Message: 8315 Date: Sun, 16 Nov 2003 00:20:45 Subject: Re: Vals? From: Dave Keenan --- In tuning-math@xxxxxxxxxxx.xxxx "Gene Ward Smith" <gwsmith@s...> wrote: > --- In tuning-math@xxxxxxxxxxx.xxxx "Dave Keenan" <d.keenan@b...> > wrote: > > > So the wedge product is a generalisation of the 3D Cartesian product > > or cross product. Awesome! There are really some light-bulbs coming > on > > in my head today. :-) Thanks Gene. > > You've got it. It also defines the determinant, come to that. Right. I reread John Browne's Introduction to Grassman Algebra and it's making a lot more sense this time.
Message: 8316 Date: Sun, 16 Nov 2003 00:42:06 Subject: Re: Vals? From: Dave Keenan --- In tuning-math@xxxxxxxxxxx.xxxx "Gene Ward Smith" <gwsmith@s...> wrote: > --- In tuning-math@xxxxxxxxxxx.xxxx "Dave Keenan" <d.keenan@b...> > wrote: > > > The square brackets alook more enclosing, and can't be mistaken for > a one. > > I'm happy either way. Paul?

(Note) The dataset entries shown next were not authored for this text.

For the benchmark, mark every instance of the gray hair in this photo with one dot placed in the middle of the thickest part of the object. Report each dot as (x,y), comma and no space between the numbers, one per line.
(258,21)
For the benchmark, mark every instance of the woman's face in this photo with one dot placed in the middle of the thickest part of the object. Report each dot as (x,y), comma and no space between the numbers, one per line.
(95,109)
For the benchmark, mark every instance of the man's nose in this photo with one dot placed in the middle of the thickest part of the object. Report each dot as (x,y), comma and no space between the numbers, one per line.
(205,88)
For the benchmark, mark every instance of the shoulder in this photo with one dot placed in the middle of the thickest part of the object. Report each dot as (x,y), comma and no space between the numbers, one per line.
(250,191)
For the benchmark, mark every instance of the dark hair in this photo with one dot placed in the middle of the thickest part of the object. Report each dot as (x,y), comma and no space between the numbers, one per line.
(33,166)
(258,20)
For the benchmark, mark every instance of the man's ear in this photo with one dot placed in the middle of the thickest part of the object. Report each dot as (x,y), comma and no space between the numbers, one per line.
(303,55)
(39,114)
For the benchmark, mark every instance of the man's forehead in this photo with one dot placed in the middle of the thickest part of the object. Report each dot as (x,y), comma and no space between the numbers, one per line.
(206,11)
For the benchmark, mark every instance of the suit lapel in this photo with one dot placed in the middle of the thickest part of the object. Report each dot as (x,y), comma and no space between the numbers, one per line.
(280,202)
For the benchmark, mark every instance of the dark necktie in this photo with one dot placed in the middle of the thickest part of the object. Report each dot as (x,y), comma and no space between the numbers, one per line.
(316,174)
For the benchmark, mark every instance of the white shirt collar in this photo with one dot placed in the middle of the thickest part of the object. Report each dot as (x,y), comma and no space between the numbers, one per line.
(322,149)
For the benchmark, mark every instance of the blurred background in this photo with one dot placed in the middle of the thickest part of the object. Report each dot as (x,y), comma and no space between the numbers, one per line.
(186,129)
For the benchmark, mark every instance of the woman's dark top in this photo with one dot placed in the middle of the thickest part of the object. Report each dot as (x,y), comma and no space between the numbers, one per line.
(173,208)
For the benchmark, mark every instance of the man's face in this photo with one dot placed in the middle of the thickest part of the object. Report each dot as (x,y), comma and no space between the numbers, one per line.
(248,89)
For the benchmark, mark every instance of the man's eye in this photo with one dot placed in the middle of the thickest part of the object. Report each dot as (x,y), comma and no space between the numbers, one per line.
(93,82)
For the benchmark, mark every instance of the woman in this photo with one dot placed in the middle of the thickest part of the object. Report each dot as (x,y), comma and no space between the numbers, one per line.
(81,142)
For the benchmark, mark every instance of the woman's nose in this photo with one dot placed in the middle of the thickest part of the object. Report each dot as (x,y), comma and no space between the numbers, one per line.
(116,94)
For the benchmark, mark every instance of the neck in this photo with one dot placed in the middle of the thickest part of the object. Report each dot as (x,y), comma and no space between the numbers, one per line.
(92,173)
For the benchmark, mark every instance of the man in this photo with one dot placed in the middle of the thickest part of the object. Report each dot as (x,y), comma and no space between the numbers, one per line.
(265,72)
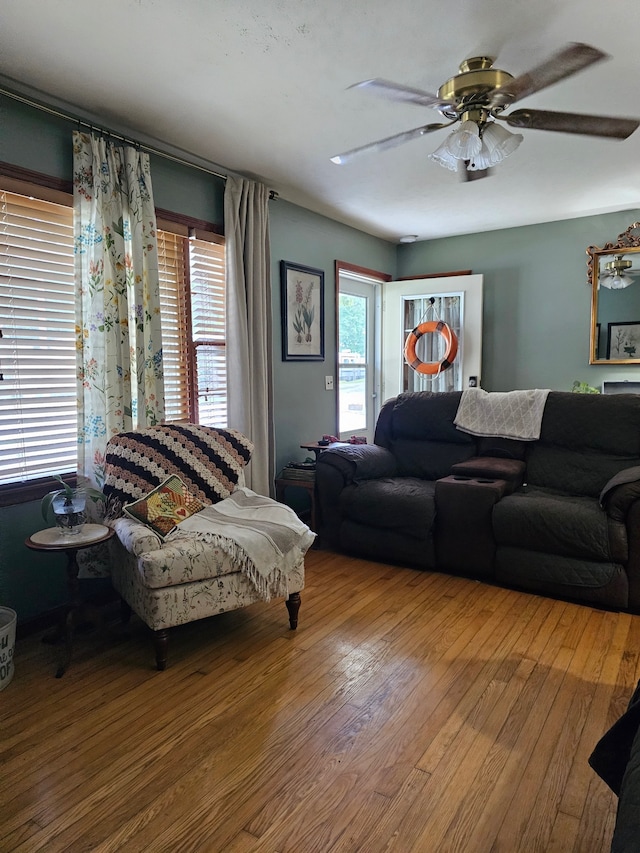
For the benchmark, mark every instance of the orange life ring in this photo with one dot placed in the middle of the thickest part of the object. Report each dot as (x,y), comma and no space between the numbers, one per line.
(435,366)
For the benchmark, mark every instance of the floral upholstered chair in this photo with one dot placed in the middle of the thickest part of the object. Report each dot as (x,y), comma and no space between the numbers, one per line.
(161,476)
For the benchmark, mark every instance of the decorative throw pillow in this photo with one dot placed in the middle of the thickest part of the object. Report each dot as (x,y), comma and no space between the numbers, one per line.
(165,506)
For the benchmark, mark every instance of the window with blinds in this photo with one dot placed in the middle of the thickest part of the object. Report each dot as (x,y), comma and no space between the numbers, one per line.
(192,272)
(38,421)
(38,426)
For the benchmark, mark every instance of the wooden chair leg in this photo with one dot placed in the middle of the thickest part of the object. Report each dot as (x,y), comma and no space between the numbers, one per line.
(161,645)
(293,606)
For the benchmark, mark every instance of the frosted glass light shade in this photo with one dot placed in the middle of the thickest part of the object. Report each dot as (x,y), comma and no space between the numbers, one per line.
(464,143)
(443,157)
(481,161)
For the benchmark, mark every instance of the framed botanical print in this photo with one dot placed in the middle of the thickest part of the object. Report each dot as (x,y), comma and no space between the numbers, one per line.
(302,312)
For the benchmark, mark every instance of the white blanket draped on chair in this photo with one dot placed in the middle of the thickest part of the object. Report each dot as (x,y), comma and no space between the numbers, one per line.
(266,538)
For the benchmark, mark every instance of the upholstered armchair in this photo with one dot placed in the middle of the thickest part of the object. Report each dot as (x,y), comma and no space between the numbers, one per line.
(171,581)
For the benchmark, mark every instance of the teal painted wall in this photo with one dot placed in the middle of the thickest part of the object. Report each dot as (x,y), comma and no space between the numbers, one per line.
(537,304)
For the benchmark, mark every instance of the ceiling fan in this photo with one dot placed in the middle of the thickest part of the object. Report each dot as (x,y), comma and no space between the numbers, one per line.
(477,96)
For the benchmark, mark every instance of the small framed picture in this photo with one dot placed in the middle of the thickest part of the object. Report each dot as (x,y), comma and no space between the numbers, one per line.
(302,312)
(623,340)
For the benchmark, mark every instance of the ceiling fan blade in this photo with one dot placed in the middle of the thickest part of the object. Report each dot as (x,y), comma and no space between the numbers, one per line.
(571,59)
(616,128)
(398,92)
(388,142)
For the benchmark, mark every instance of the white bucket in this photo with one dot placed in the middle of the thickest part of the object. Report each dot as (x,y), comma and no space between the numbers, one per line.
(8,619)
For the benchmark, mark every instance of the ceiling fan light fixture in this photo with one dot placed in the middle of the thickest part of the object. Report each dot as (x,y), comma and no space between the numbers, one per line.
(464,142)
(481,161)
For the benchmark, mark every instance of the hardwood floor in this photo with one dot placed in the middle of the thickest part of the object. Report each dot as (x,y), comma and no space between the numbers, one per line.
(410,711)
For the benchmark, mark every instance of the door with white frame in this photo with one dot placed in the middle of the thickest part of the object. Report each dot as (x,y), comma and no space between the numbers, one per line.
(457,300)
(358,322)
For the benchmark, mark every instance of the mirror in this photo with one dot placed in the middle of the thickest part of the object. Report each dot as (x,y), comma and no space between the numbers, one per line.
(614,275)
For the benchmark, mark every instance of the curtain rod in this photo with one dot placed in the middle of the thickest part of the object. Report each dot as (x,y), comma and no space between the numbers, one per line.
(92,126)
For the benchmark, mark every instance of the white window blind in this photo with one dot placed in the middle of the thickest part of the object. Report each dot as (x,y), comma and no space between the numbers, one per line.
(192,272)
(174,315)
(38,426)
(208,317)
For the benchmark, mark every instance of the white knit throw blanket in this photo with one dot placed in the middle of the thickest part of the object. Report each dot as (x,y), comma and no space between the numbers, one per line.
(510,414)
(265,538)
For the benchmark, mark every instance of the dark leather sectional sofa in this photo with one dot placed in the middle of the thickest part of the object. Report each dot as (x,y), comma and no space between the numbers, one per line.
(559,515)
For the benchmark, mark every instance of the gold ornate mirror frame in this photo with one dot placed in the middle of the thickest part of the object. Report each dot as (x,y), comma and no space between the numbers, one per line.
(627,243)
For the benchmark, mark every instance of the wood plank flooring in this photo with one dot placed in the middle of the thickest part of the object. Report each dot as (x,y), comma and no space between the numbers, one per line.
(410,711)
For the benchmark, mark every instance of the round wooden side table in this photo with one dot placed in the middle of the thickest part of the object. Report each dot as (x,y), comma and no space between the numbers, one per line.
(53,539)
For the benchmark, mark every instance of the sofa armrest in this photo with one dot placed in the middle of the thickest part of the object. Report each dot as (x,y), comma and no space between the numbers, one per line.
(360,461)
(620,492)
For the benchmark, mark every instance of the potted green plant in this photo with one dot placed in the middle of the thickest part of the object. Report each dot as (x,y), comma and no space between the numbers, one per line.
(67,505)
(584,388)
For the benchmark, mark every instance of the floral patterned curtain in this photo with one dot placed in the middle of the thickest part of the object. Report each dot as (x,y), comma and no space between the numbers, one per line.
(118,333)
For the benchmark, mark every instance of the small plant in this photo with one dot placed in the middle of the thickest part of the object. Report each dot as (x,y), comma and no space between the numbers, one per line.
(69,493)
(584,388)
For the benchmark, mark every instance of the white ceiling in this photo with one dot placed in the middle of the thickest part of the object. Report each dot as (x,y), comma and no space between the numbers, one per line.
(259,87)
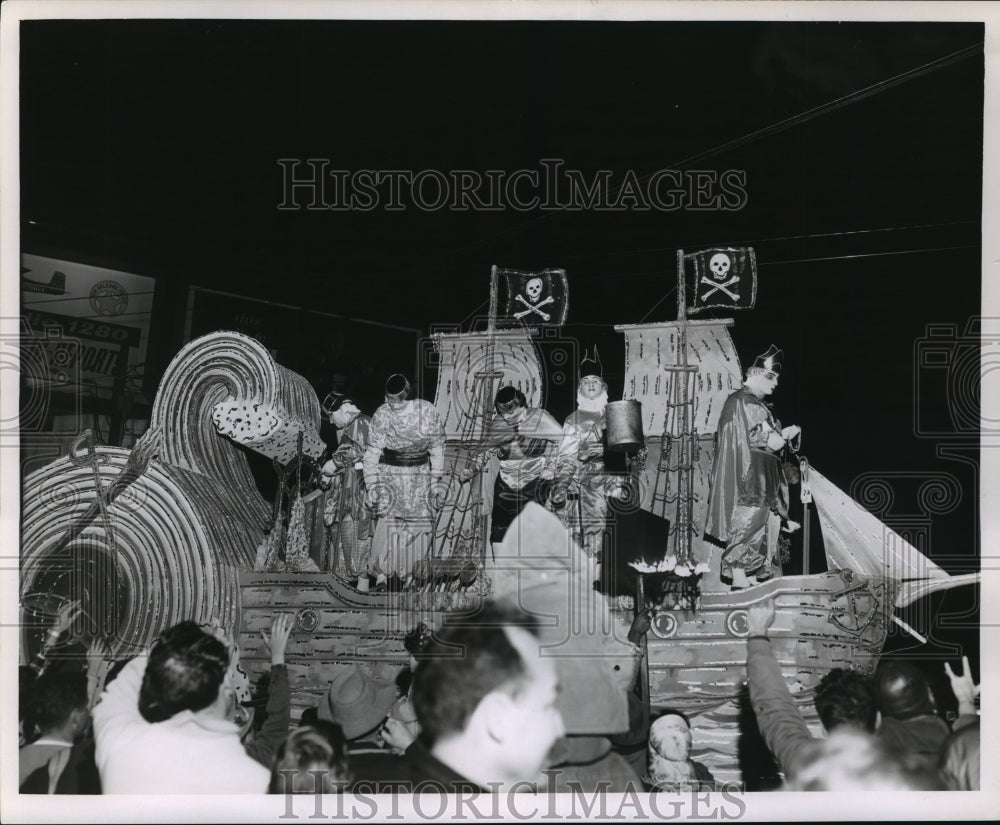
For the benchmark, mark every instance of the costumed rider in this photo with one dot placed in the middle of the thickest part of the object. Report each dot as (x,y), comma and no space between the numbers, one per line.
(346,511)
(526,439)
(749,494)
(581,467)
(403,468)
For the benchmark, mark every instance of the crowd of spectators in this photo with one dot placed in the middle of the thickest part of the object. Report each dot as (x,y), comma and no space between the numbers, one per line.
(475,710)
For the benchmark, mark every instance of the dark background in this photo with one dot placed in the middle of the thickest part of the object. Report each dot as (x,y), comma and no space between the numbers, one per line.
(153,147)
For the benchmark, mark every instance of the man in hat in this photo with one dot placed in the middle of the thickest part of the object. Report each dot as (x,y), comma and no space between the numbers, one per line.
(346,496)
(403,470)
(910,726)
(527,441)
(749,494)
(581,497)
(359,703)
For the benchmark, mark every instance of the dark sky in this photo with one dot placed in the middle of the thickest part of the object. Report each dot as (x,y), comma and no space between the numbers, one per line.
(153,147)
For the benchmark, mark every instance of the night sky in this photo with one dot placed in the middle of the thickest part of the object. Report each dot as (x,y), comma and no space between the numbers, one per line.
(153,147)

What does a physics major think? Hey I majored in Physics too (as well as Comp Sci). :-) I learned the Dirac notation in second year Quantum Physics, from the Feynman Lectures Volume III. But that _was_ a long time ago. When I just looked at that book again now. You hardly ever see < .. | or |.. > alone, but usually < ... | ... >. Also, you hardly ever see actual numbers inside, usually variables, so the issue of confusion of | with 1 or it's lack of visual enclosingness (is that a word?) don't arise. But yeah. What do others think? Square brackets or vertical bars (pipes)?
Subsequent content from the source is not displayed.